My primary objective was not to see which was faster. Hans Mittelmann at Arizona State University maintains solver benchmarks in his Decision Tree for Optimization Software. You can see there that CLP sometimes beats CPLEX (rather handily) but frequently is slower. (The same can be said for CLP in comparison to Gurobi.) What I wanted to know was the following:
  • is clp-java easy to use (yes!) and well-documented (pretty well);
  • does it produce correct answers (yes, at least on my tests -- CLP and CPLEX obtained identical solutions on all tests);
  • is there any performance penalty for using the clp-java interface (not that I can see).
I started with a dimension of 5 and doubled it with each new run, up to 1280 for the final run. Here's a log-log plot of total end-to-end solution times:
plot of total solution times
CPLEX beat CLP consistently, but as problem dimension grew the ratio of times seemed fairly steady, and the difference (a bit over 25 seconds on my quad-core PC) doesn't strike me as horrible. IMPORTANT DISCLAIMER: We're looking at one replication at each problem size of one particular LP (assignment problem). Ascribe any significance to anything I say at your own peril. Also, I repeated a few replications, and the times varied significantly, even though the seed for the random number generator was held constant (meaning the repeated problems should have been identical to the original versions). So the teeny sample size is exacerbated by fairly high variance.

I broke the timing down into three parts: setting up the model; solving the model; and recovering the solution (getting the solver to cough up the values of the assignment variables). Here are log-log plots for each.


log-log plot of setup times
CPLEX seemed to be a bit faster creating a model object than CLP was, but the difference was pretty minimal (2.3 seconds with 1,280 assignees).


log-log plot of solution times
The bulk of the time for either program is spent solving the problem, so this plot resembles the plot of overall execution times.


log-log plot of time to recover the solution
For the small models, both program returned the variables values so quickly that the recorded time (in milliseconds) was zero. Interestingly (at least to me), on the larger instances CLP returned solution values faster than did CPLEX.

Again, the takeaway from the experiments is not which solver is better; it's that Nils's interface works correctly and does not seem to introduce any glaring inefficiencies. Overall, I am quite impressed with Nils's creation. He provides an all-in-one jar file that contains not only his code but also CLP and some third-party libraries. You only have to import clp-java into your project and put the jar in the class path. When you run your program, the necessary libraries are unpacked into a temporary directory. Before the program exits, it cleans up after itself, deleting the temporary directory. (I confirmed that it left no digital artifacts behind.)

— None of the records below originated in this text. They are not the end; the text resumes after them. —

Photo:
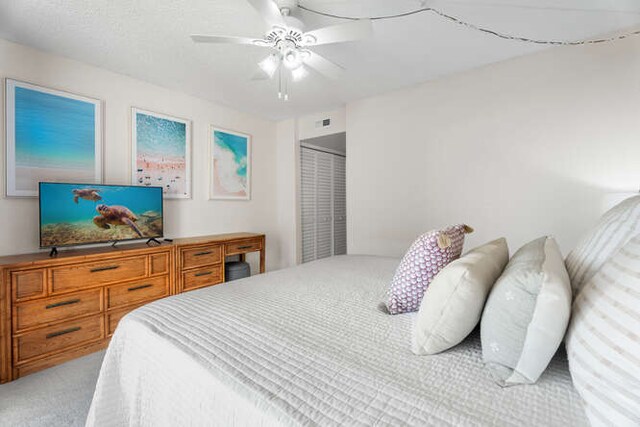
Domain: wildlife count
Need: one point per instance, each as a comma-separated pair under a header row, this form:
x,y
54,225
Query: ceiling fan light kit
x,y
291,44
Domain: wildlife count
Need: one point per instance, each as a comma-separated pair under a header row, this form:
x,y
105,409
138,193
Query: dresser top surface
x,y
123,249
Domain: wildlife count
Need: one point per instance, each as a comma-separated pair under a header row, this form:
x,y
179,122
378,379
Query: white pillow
x,y
526,314
603,340
454,300
614,230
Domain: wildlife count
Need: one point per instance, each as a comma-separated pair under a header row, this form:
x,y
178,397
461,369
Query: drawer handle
x,y
60,304
202,253
63,332
108,267
135,288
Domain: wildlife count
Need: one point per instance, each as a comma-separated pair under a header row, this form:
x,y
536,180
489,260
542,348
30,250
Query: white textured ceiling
x,y
149,40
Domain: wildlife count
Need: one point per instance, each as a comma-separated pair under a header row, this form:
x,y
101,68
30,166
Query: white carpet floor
x,y
58,396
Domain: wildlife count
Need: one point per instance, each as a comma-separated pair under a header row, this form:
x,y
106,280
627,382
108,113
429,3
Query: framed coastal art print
x,y
161,153
230,163
51,136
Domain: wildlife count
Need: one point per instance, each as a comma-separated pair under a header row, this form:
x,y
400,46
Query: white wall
x,y
199,216
522,148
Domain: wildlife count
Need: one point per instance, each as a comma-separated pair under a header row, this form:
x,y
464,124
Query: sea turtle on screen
x,y
87,194
115,215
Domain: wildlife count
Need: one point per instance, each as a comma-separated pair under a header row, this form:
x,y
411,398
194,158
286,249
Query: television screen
x,y
78,214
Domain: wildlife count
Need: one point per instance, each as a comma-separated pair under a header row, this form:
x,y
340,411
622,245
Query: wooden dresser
x,y
56,309
200,260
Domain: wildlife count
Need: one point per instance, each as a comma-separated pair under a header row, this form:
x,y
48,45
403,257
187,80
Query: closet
x,y
323,203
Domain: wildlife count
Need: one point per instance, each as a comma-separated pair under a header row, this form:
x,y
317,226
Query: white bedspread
x,y
307,345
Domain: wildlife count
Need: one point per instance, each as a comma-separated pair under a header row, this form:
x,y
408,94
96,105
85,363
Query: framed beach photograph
x,y
230,162
51,136
161,153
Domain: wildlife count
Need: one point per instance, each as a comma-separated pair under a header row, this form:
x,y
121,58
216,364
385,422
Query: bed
x,y
308,345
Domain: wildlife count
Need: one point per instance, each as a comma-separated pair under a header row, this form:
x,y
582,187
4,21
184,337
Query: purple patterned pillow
x,y
424,259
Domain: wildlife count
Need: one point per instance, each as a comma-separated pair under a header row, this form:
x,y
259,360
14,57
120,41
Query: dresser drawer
x,y
202,277
28,284
204,255
144,290
85,275
59,337
43,311
243,247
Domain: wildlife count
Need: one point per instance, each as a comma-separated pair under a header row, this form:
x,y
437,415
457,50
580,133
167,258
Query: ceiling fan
x,y
291,44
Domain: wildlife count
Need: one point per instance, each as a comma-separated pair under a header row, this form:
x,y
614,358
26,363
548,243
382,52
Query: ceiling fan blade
x,y
269,11
260,75
202,38
324,66
355,30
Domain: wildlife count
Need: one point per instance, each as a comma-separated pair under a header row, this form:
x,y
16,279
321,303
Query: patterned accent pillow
x,y
613,231
603,340
424,259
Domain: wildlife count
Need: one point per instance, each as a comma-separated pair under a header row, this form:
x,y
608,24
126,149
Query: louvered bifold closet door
x,y
324,205
339,206
308,203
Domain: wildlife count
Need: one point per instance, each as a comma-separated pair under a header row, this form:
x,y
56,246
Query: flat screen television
x,y
82,214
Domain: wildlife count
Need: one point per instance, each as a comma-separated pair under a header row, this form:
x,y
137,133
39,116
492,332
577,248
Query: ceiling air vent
x,y
323,123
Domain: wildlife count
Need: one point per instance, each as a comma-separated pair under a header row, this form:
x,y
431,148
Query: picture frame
x,y
161,152
50,135
229,164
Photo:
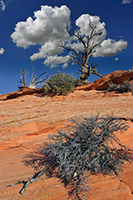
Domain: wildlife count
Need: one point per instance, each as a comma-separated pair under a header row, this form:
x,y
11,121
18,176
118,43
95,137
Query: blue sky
x,y
21,51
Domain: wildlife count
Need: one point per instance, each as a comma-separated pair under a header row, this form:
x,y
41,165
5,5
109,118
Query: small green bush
x,y
88,147
60,84
125,87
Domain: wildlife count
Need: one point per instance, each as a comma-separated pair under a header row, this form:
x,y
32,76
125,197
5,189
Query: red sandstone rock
x,y
117,77
26,122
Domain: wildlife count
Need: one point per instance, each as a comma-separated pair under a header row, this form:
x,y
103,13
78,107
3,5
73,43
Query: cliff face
x,y
25,123
116,77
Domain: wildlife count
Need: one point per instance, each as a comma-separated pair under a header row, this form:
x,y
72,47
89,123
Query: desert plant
x,y
89,146
126,87
59,83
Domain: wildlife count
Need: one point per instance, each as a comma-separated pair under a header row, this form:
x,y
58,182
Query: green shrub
x,y
88,147
125,87
60,83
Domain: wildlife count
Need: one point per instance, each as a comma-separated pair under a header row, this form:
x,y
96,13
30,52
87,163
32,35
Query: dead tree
x,y
23,78
82,57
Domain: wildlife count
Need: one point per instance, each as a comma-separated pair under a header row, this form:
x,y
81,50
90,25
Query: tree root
x,y
27,183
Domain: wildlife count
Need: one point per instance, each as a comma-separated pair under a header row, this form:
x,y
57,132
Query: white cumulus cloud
x,y
2,51
126,1
109,47
48,28
55,60
47,25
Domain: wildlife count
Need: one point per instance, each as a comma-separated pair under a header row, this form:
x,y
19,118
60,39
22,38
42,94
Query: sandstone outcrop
x,y
26,122
116,77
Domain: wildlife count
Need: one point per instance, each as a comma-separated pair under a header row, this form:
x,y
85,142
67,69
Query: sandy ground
x,y
25,123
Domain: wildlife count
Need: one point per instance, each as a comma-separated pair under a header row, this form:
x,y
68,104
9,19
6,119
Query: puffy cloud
x,y
2,51
126,1
55,60
109,47
84,21
48,25
48,29
48,49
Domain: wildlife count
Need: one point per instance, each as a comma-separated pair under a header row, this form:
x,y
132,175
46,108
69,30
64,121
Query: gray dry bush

There is one bug yet to be worked out (as of this writing). At least on Ubuntu 14.04 and Linux Mint 17.2 (based on Ubuntu 14.04), "out of the box" you get linking errors at run time. Apparently, despite the fact that the COIN libraries CLP uses are sitting in the same temporary directory that CLP is sitting in, it looks for them elsewhere and can't find them. The workaround is to install the coinor-clp package (and a couple of dependencies) from the Canonical repositories, using apt or Synaptic. That fixed the linking problem for me and one other user. I have no idea if the same problem crops up in other operating systems.

So if you are programming in Java and looking for an open-source LP solver that you can build into a project, check out clp-java and CLP.